Kashkari, jeden z największych „jastrzębi” jeśli chodzi o politykę Rezerwy Federalnej, stwierdził w styczniu br. że przewiduje, że stopa procentowa banku centralnego powinna wzrosnąć do 5,4%. Obecnie nadal broni swego poglądu.
„Dane pokazują, że nie widzimy dużego oddziaływania stóp procentowych na rynku pracy. Jak dotąd ich wpływ jest dość wyciszony, więc nie widziałem jeszcze niczego, co mogłoby spowodować zmianę moich poglądów” – powiedział Kashkari.
Kashkari i niektórzy inni „jastrzębi” przedstawiciele Fed od 4 lutego sygnalizowali gotowość do podniesienia referencyjnej stopy procentowej powyżej przedziału 5,00%-5,25% prognozowanego przez decydentów Fed w grudniu.
Na początku lutego, kiedy Fed podniósł swoją główną stopę procentową o ćwierć punktu procentowego do przedziału 4,50%-4,75%, Powell w swoich komentarzach do pojawiającej się „dezinflacji” pozostawił wrażenie, że prognozy z grudnia mogą się nie sprawdzić i takie podwyżki stóp procentowych nie będą konieczne, a Fed jest otwarty na tego typu poglądy.
Tymczasem dane o tworzeniu nowych miejsc pracy i spadku stopy bezrobocia do najniższego poziomu od 1969 r. spowodowało przewartościowanie na rynkach finansowych. Rentowności obligacji gwałtownie wzrosły, a rynki kontraktów terminowych na stopy procentowe są obecnie wyceniane na stopę funduszy federalnych sięgającą co najmniej 5,1%.
6 lutego prezes oddziału Fed w Atlancie Raphael Bostic, stwierdził, że Rezerwa może być zmuszona do podniesienia kosztów pożyczek w większym zakresie niż przewidywano, biorąc pod uwagę przyrost miejsc pracy. Jak zauważył, podwyżka stóp procentowych o pół punktu procentowego nie była jego scenariuszem bazowym na następne spotkanie Fed. „W zasadzie można ją rozważyć” – stwierdził.
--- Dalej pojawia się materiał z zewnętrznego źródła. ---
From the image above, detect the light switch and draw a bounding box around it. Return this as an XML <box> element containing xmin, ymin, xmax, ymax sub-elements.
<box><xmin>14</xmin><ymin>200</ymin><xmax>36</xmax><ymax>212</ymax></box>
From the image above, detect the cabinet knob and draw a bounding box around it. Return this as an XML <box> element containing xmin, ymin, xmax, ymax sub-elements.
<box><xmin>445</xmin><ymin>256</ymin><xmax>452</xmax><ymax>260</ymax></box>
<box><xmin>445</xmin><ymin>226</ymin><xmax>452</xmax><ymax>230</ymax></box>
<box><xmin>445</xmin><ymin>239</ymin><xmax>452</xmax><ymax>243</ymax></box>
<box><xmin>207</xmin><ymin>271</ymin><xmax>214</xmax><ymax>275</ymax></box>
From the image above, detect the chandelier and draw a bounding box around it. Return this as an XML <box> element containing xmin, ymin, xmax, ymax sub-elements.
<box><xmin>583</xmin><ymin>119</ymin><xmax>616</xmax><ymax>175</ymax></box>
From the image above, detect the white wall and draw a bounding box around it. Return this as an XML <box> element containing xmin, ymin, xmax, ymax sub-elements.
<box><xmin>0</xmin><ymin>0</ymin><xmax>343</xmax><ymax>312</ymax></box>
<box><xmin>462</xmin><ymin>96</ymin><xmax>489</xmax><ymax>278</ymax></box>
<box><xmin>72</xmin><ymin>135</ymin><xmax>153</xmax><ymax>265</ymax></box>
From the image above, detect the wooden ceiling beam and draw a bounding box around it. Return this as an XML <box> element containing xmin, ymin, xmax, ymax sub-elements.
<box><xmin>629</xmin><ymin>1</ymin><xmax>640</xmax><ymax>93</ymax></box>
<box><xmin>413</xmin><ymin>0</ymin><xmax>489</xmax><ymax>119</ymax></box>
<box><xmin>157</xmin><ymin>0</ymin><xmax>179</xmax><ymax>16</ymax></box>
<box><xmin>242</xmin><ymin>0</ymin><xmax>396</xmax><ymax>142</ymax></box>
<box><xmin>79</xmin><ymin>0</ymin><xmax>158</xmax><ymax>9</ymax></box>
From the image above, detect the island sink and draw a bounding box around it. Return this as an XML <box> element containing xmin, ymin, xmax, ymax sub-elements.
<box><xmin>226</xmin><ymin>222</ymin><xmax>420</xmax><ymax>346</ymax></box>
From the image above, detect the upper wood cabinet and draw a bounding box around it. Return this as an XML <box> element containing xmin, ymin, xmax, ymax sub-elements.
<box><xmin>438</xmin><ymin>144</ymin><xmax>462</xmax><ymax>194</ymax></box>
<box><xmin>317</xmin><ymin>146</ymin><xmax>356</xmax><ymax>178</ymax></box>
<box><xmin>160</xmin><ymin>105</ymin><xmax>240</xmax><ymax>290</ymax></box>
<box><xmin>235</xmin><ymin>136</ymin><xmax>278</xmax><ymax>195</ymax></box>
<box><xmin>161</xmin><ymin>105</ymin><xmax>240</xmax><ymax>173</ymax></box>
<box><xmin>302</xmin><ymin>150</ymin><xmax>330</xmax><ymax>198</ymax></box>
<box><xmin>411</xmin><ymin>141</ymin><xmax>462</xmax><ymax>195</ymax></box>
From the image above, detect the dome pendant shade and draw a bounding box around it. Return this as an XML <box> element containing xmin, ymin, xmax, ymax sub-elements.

„Prawdopodobnie oznacza to, że musimy wykonać trochę więcej pracy. I spodziewałbym się, że przełoży się to na podniesienie przez nas stóp procentowych bardziej niż przewidywałem” – powiedział Bostic w rozmowie z Bloomberg News. Bostic bowiem wcześniej przewidywał, że stopa procentowa osiągnie szczyt w przedziale 5,00%-5,25%.
Kashkari z kolei zwrócił uwagę na problemy wynikające z tak silnego rynku pracy, w tym na niezwykle odporny sektor usług i szybki wzrost płac. Ten ostatni nie jest zgodny z celem inflacyjnym Fed, zwłaszcza w momencie, kiedy najszybsze od 40 lat podwyżki stóp procentowych mają osłabić popyt ze strony gospodarki.
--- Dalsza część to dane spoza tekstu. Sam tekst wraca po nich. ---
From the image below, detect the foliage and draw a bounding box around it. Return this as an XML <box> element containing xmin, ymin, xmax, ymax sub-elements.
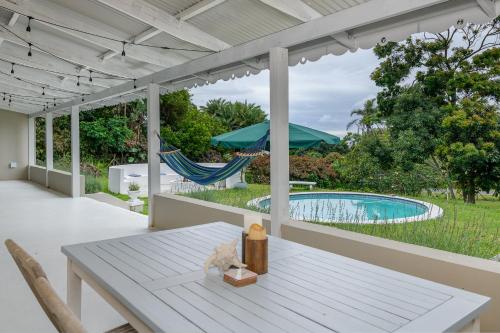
<box><xmin>346</xmin><ymin>99</ymin><xmax>381</xmax><ymax>133</ymax></box>
<box><xmin>160</xmin><ymin>90</ymin><xmax>195</xmax><ymax>128</ymax></box>
<box><xmin>438</xmin><ymin>98</ymin><xmax>500</xmax><ymax>203</ymax></box>
<box><xmin>161</xmin><ymin>108</ymin><xmax>226</xmax><ymax>160</ymax></box>
<box><xmin>201</xmin><ymin>98</ymin><xmax>267</xmax><ymax>131</ymax></box>
<box><xmin>80</xmin><ymin>117</ymin><xmax>133</xmax><ymax>157</ymax></box>
<box><xmin>336</xmin><ymin>131</ymin><xmax>445</xmax><ymax>195</ymax></box>
<box><xmin>128</xmin><ymin>183</ymin><xmax>140</xmax><ymax>191</ymax></box>
<box><xmin>84</xmin><ymin>176</ymin><xmax>105</xmax><ymax>194</ymax></box>
<box><xmin>355</xmin><ymin>18</ymin><xmax>500</xmax><ymax>202</ymax></box>
<box><xmin>246</xmin><ymin>155</ymin><xmax>338</xmax><ymax>188</ymax></box>
<box><xmin>35</xmin><ymin>117</ymin><xmax>46</xmax><ymax>165</ymax></box>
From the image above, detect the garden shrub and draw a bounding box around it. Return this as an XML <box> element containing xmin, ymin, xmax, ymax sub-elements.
<box><xmin>246</xmin><ymin>155</ymin><xmax>337</xmax><ymax>188</ymax></box>
<box><xmin>85</xmin><ymin>176</ymin><xmax>103</xmax><ymax>194</ymax></box>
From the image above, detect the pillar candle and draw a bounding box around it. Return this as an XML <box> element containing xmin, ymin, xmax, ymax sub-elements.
<box><xmin>243</xmin><ymin>214</ymin><xmax>262</xmax><ymax>233</ymax></box>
„Trudno sobie wyobrazić, że zobaczy się bardzo silny wzrost zatrudnienia, podczas gdy wzrost płac będzie umiarkowany. A tego właśnie szukam. Jak dotąd nie widzieliśmy praktycznie żadnego postępu w spadku inflacji, w zakresie podstawowych usług z wyłączeniem mieszkań, a wszystko to jest bardzo związane z rynkiem pracy” – powiedział Kashkari.
Jednak nie wszyscy podzielają obawy zarządzających Rezerwą Federalną. „Niewiarygodne. Mamy najlepszy rynek pracy od pół wieku, a Fed chce go zdemolować, żeby poprawić samopoczucie inwestorów, zwłaszcza tych, którzy inwestują na krótko. Tak, jest inflacja, ale można ją okiełznać stosując do tego subtelniejsze instrumenty niż topór. A za pół roku wszyscy będą się zastanawiać, dlaczego bezrobocie szybko rośnie. Zdaje się, że klęska gospodarki kasyna niczego Fed nie nauczyła” – powiedział jeden z analityków finansowych w CNN.